五条先輩が傷人にもっと過激な仕返しを教えているので、実家に戻ることがあれば阿鼻叫喚必至だろうな、と他人事のように思う。忌子だとかって差別してないで、常識やその他もろもろ、あとトイレを流すことぐらい教えておけ。未だかつて見たことがないほどの惨状になった便所を思い出し、怒りが振り返ってくる。

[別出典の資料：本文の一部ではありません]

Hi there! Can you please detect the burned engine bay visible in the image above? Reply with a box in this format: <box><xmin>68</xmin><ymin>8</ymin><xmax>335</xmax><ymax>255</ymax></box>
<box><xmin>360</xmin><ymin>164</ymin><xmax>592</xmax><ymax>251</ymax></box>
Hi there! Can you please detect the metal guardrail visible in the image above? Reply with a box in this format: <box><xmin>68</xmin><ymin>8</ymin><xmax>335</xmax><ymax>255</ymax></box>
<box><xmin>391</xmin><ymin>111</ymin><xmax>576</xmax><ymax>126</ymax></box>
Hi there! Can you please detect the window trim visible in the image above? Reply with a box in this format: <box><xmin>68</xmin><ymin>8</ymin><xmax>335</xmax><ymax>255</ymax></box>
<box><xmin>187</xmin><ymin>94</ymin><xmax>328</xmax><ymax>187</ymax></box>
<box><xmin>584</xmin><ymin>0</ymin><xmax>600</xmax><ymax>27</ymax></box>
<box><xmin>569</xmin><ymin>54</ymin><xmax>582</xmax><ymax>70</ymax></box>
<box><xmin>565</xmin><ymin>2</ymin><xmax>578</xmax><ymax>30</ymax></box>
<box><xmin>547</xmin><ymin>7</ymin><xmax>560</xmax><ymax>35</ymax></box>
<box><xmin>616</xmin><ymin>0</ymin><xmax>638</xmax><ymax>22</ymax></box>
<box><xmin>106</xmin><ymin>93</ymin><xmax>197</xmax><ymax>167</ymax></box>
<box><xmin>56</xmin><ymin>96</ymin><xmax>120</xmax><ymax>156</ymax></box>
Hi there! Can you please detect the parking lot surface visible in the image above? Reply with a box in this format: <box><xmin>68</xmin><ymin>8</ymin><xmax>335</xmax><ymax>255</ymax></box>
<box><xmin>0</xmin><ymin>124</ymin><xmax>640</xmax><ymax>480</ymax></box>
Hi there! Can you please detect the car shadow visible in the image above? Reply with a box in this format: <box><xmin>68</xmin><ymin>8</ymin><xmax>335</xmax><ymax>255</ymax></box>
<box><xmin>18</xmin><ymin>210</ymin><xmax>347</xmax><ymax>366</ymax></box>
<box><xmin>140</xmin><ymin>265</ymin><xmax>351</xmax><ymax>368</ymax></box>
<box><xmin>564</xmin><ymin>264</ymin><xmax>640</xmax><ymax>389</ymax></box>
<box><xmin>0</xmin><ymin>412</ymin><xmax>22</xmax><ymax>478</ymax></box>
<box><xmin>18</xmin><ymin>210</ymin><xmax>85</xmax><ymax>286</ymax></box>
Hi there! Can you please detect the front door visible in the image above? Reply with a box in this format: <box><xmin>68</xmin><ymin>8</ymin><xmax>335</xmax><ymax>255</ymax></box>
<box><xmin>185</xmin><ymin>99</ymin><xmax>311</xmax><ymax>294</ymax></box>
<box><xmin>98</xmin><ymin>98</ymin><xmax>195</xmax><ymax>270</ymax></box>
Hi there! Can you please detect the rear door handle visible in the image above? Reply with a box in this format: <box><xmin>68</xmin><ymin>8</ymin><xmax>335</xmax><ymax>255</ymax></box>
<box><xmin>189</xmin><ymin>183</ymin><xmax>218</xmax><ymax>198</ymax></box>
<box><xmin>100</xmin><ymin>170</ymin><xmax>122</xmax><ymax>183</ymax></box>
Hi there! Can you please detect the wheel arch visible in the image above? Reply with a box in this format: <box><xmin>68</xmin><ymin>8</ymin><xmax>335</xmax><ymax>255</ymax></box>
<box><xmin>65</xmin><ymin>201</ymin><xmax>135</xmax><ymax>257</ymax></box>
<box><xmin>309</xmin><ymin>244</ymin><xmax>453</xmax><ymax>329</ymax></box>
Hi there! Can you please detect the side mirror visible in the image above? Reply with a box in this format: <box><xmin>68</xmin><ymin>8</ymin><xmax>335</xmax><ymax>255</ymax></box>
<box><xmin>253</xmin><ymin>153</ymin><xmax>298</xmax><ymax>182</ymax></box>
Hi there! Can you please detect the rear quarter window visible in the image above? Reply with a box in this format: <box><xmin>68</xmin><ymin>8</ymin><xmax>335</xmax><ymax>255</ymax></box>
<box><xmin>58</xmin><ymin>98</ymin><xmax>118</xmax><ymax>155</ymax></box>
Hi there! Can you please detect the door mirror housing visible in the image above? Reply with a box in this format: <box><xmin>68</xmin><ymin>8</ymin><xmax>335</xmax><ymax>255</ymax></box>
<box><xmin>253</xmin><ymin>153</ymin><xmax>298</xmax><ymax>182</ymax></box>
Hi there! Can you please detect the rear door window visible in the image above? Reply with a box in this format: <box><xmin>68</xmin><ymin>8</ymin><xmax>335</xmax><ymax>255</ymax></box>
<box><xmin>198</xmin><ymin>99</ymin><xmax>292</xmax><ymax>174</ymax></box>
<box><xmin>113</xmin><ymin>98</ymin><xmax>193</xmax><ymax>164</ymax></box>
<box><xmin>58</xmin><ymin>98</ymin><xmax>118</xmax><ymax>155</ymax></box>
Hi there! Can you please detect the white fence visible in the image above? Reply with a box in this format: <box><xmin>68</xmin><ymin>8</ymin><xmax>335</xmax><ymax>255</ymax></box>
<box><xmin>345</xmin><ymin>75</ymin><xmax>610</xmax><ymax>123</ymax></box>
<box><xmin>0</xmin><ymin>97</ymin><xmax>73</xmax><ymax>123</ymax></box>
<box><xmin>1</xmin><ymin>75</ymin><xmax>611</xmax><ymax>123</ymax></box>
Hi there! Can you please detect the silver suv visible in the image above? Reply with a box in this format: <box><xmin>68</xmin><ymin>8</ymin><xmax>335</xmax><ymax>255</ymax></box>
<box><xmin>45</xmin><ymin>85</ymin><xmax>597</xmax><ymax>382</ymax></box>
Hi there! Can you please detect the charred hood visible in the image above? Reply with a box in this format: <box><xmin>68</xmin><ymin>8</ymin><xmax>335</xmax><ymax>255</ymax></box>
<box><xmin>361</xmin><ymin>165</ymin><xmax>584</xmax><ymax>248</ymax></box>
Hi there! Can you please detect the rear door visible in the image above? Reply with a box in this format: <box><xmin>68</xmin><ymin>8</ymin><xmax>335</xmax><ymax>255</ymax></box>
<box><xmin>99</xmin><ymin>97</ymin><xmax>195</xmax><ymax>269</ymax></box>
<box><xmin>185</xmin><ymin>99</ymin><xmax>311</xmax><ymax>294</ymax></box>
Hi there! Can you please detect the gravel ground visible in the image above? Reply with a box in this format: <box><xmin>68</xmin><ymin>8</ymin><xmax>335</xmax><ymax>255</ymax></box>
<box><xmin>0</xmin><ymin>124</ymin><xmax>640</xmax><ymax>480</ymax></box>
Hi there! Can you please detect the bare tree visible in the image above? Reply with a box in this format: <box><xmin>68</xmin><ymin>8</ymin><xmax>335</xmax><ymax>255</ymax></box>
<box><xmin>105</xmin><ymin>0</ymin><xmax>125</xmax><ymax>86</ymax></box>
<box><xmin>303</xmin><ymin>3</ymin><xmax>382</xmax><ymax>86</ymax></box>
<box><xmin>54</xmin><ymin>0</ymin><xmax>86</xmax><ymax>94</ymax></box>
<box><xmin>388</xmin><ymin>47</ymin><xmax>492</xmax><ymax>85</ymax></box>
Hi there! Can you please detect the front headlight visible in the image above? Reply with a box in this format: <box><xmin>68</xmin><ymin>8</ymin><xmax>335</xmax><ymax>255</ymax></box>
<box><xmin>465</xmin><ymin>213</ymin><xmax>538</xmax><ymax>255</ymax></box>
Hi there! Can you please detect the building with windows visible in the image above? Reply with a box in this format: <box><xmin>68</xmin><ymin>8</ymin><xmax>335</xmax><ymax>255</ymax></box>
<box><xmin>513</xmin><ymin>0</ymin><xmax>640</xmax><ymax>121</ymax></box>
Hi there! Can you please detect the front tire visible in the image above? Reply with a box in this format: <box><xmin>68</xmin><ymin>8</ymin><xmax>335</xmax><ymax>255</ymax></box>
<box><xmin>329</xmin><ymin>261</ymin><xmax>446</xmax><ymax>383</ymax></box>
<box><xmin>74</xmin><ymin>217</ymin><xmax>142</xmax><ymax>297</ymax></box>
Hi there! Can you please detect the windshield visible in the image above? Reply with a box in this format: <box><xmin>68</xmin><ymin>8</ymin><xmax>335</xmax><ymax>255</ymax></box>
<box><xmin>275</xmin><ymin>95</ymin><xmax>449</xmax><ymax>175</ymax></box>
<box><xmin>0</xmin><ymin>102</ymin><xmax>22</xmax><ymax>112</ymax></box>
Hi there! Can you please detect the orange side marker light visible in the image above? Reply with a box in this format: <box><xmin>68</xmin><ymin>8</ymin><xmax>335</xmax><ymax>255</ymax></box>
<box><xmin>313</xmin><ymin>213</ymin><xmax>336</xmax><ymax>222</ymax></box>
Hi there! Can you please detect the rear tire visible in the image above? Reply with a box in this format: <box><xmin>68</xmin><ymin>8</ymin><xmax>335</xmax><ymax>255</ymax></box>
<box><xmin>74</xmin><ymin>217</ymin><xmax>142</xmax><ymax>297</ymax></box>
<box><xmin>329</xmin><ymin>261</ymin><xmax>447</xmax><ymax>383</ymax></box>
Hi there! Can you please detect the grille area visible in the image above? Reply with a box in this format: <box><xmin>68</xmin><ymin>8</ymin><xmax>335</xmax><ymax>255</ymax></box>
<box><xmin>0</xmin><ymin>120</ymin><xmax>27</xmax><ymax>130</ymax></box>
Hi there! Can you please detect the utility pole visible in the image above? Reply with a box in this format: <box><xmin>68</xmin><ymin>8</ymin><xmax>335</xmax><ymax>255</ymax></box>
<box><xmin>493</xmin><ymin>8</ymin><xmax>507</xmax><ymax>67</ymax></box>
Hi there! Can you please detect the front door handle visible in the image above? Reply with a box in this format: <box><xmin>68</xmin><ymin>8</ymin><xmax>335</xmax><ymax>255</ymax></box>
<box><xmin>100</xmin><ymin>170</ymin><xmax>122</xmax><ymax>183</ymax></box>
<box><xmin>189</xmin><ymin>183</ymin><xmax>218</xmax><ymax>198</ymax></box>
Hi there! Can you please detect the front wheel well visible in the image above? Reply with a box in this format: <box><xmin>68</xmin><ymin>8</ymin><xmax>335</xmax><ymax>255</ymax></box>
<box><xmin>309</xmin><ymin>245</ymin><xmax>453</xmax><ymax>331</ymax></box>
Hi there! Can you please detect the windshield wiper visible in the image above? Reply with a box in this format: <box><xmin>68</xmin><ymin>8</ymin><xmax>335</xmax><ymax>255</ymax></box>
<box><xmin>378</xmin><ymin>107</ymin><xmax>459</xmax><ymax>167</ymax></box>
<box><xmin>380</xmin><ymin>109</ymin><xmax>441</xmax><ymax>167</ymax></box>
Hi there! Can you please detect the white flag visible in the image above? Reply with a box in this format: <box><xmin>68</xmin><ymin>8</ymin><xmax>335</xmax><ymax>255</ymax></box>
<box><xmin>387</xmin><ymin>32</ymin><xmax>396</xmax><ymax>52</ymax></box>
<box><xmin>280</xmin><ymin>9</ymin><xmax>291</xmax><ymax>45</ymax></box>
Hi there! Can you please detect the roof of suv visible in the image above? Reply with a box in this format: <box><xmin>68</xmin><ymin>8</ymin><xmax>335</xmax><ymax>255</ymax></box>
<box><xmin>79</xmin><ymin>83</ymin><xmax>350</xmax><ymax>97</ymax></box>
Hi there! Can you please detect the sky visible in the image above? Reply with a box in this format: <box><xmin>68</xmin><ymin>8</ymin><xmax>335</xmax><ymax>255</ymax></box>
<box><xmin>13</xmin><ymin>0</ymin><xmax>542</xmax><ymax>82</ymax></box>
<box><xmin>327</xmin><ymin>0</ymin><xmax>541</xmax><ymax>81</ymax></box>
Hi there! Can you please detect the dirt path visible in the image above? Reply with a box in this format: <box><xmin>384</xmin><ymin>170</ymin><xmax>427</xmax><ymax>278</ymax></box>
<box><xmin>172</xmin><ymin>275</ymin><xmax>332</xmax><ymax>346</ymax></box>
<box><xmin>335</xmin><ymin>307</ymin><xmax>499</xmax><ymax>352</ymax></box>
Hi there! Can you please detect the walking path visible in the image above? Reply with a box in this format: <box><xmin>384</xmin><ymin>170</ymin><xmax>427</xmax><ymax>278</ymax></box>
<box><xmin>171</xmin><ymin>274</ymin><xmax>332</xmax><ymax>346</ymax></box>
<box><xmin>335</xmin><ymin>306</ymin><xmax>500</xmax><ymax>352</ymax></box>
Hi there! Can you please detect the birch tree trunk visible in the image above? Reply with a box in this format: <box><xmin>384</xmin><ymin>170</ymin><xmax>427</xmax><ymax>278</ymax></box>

手がかかると思いながらも1週間に1度は部屋の掃除に行かざるを得ない自分の几帳面さにも呆れつつ、やっぱり禪院家に同情の余地は無いなと思い直す。
「食らえッ!!新技、床から出るでかい槍!!!」
「ワハハハハハハ!!当たらねえ!!!」
「元気だなあ〜2人とも」
遠くで仲良く戯れている友人と先輩の声が聞こえ、灰原がのんびりした口調で笑う。
「……そうだな」
つられて、私も笑っていた。
side 夏油
今日も今日とて最強の座を巡り五条に殴りかかっていた傷人は、ボロ雑巾になって地面に横になっていた。
「こんなとこで寝てたら汚れるよ」
「んあ?なんじゃ、五条悟の金魚のふ、グぼッ」
「はあ、その減らず口は直した方がいいね」
無礼に対しては拳で返す、礼儀作法は体で教え込むのが呪術高専式である。理不尽だが、傷人が口で言っても聞かない聞く気がない&暴力耐性がトップクラスだからこそ成り立つ体罰制度だ。ゲンコツ程度では瘤もできない術式由来の耐久力には目を見張るものがある。一度本気で殴った際には屁でもないというようにピンピンしていたので、以降は手加減をやめている。
「ほら、なんか飲みたいのあったら奢るよ」
「……あ?なんじゃ貴様わしに貢ぎもんか?」
殊勝な心がけじゃ〜、とやり返そうと振りかぶった腕を下ろす傷人。現金なやつと思いながら、敬意の欠片もないその尊大な態度が気になる。庵野がたびたび後輩としての態度について言及する気持ちが、頭ではなく心で理解できてしまう。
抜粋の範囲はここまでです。